It is true that clarity is important for the appearance of your diamond, but this quality factor is not the only criterion you should look at when shopping. If we examine the 4 Cs (Color, Clarity, Cut and Carat), we will see that two of them are no less important than clarity: Color and Cut. These two characteristics can greatly affect how bright and brilliant a diamond looks.
Let’s see what role color and cut can play when it comes to diamond clarity and how they can affect the visibility of inclusions.
How Color Affects Diamond Appearance
Diamond color is graded by the G.I.A. (Gemological Institute of America) using letters from D to Z.
The less color a diamond has, the higher its quality is considered. For example, diamonds whose color is graded “D” are virtually colorless.
Stones lower on the color scale have a stronger yellowish tint, which becomes easily visible when looking at diamonds graded “J” and lower.
Generally, the stronger the color of a diamond, the less bright it looks.
While diamond color does not directly affect the clarity grade of a stone, a strong yellow tint can make diamond inclusions stand out more by making the stone seem darker.
Tinted diamonds can also look a bit dirty, giving the stone a less clear appearance.
The Importance of Diamond Cut
Diamond cut is an extremely important characteristic. Although it is sometimes overlooked by buyers, there are experts who consider cut the most crucial factor for diamond quality.
The reason cut is so important has to do with how it affects the brilliance and sparkle of a diamond. The way a diamond’s facets are arranged determines how light entering the stone will bend and be reflected back to your eye.
If a diamond is cut with certain proportions, its brilliance will be maximized. The further a stone deviates from this “ideal cut,” the less sparkle the diamond will have.
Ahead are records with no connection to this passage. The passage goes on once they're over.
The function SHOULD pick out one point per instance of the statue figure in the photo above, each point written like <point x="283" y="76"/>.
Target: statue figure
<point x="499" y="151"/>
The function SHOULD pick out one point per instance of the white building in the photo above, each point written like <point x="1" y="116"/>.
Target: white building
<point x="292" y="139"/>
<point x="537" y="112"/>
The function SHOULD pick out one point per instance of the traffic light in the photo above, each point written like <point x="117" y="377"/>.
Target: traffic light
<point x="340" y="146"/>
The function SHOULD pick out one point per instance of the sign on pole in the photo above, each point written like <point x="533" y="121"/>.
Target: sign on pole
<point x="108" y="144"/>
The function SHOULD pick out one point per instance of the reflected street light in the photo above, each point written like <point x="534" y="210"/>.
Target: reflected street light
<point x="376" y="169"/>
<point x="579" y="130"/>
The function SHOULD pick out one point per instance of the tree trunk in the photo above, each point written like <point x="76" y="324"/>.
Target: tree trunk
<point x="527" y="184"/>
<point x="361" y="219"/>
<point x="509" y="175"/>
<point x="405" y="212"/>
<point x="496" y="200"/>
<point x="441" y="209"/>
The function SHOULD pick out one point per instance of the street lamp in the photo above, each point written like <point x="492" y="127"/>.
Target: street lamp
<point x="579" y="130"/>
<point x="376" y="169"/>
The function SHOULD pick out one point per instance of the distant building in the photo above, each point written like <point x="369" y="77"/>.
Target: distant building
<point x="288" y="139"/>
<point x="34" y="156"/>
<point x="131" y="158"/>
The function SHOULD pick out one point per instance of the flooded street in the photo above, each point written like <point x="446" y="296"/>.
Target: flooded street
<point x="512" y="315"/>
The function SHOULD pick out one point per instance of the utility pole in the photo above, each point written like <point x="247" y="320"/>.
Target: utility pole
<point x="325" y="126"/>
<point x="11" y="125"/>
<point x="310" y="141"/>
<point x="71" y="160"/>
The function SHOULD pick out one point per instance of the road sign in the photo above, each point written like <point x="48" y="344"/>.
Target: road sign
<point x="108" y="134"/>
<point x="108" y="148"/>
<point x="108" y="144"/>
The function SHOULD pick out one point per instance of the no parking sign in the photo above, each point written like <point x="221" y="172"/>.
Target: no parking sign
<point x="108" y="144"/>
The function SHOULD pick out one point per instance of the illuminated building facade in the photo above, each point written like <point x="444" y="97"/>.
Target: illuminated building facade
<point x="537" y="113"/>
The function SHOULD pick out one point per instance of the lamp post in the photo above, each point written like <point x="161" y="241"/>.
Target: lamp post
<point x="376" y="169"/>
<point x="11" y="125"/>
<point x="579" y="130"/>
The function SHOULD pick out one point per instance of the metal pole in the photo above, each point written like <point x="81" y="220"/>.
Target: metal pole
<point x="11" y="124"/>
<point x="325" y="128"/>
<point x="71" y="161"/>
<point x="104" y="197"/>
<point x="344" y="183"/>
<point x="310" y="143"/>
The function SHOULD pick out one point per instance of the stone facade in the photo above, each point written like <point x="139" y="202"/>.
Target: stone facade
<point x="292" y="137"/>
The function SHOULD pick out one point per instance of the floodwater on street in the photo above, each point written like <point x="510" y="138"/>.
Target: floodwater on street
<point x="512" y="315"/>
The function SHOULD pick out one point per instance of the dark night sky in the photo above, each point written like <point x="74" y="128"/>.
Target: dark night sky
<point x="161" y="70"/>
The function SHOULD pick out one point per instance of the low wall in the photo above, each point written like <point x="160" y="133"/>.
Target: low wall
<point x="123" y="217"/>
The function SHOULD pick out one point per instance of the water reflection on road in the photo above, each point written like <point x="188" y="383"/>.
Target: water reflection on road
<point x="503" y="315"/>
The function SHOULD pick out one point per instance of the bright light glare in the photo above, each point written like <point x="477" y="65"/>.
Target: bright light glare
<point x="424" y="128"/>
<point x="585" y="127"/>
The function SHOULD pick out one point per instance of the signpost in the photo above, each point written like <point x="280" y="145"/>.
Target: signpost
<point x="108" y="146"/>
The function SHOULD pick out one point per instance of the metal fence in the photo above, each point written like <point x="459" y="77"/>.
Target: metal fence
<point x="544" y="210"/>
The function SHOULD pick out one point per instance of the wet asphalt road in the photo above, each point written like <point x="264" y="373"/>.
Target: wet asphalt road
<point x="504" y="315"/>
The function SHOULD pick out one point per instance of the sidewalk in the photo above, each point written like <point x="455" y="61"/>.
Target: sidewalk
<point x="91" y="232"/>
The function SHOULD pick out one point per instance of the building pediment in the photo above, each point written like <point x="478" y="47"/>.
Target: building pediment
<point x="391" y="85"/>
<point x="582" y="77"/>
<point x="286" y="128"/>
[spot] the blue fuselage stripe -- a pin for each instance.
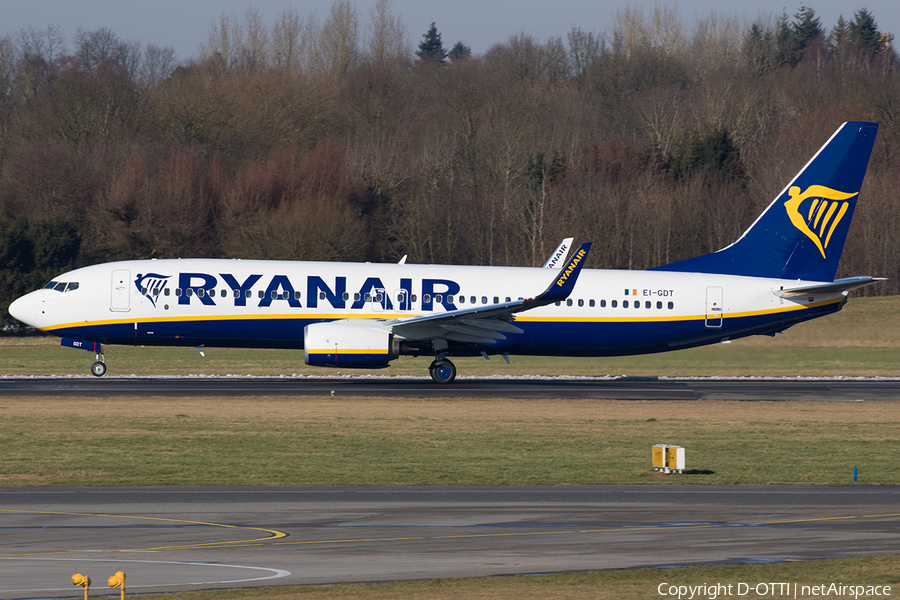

As it turns out, the more proportional the cut of a diamond, the more brilliance the stone will exhibit, concealing some of its inclusions.
Diamonds that have a poor cut, on the other hand, lack brilliance as light leaks out of them, and as a result, the flaws in these stones are more noticeable.
How to Decide on Cut, Color and Clarity When Shopping
When choosing a diamond, don’t focus on clarity to the exclusion of other factors. You should consider the three most important Cs (Color, Cut and Clarity) together.
As a rule, good color and cut can make a low-clarity diamond look better, but this effect is most prominent in stones with a clarity grade of SI2 and lower as they have inclusions that can be seen with the naked eye.
Diamonds with clarity of SI1 and higher have flaws that cannot be seen without a loupe or microscope, so the presence of inclusions in these stones is not such a big deal.
When choosing clarity, don’t look for the highest grade you can get on your budget, neglecting cut and color. A diamond with close to perfect clarity but with poor cut, for example, will look worse than a stone that has slight inclusions but an excellent cut.
A better approach is to look at diamonds in the lowest clarity grade in which inclusions cannot be seen with the naked eye (e.g., clarity in the VS-SI range) and spend more money on cut and color.
As a rule of thumb, try to get a diamond with a cut that is rated Good or higher on the G.I.A. scale.
For color, pick a diamond that doesn’t have a visible tint. Don’t go lower than the “J” color grade unless the stone will be set in a colored metal such as yellow gold, which will make the stone look tinted anyway.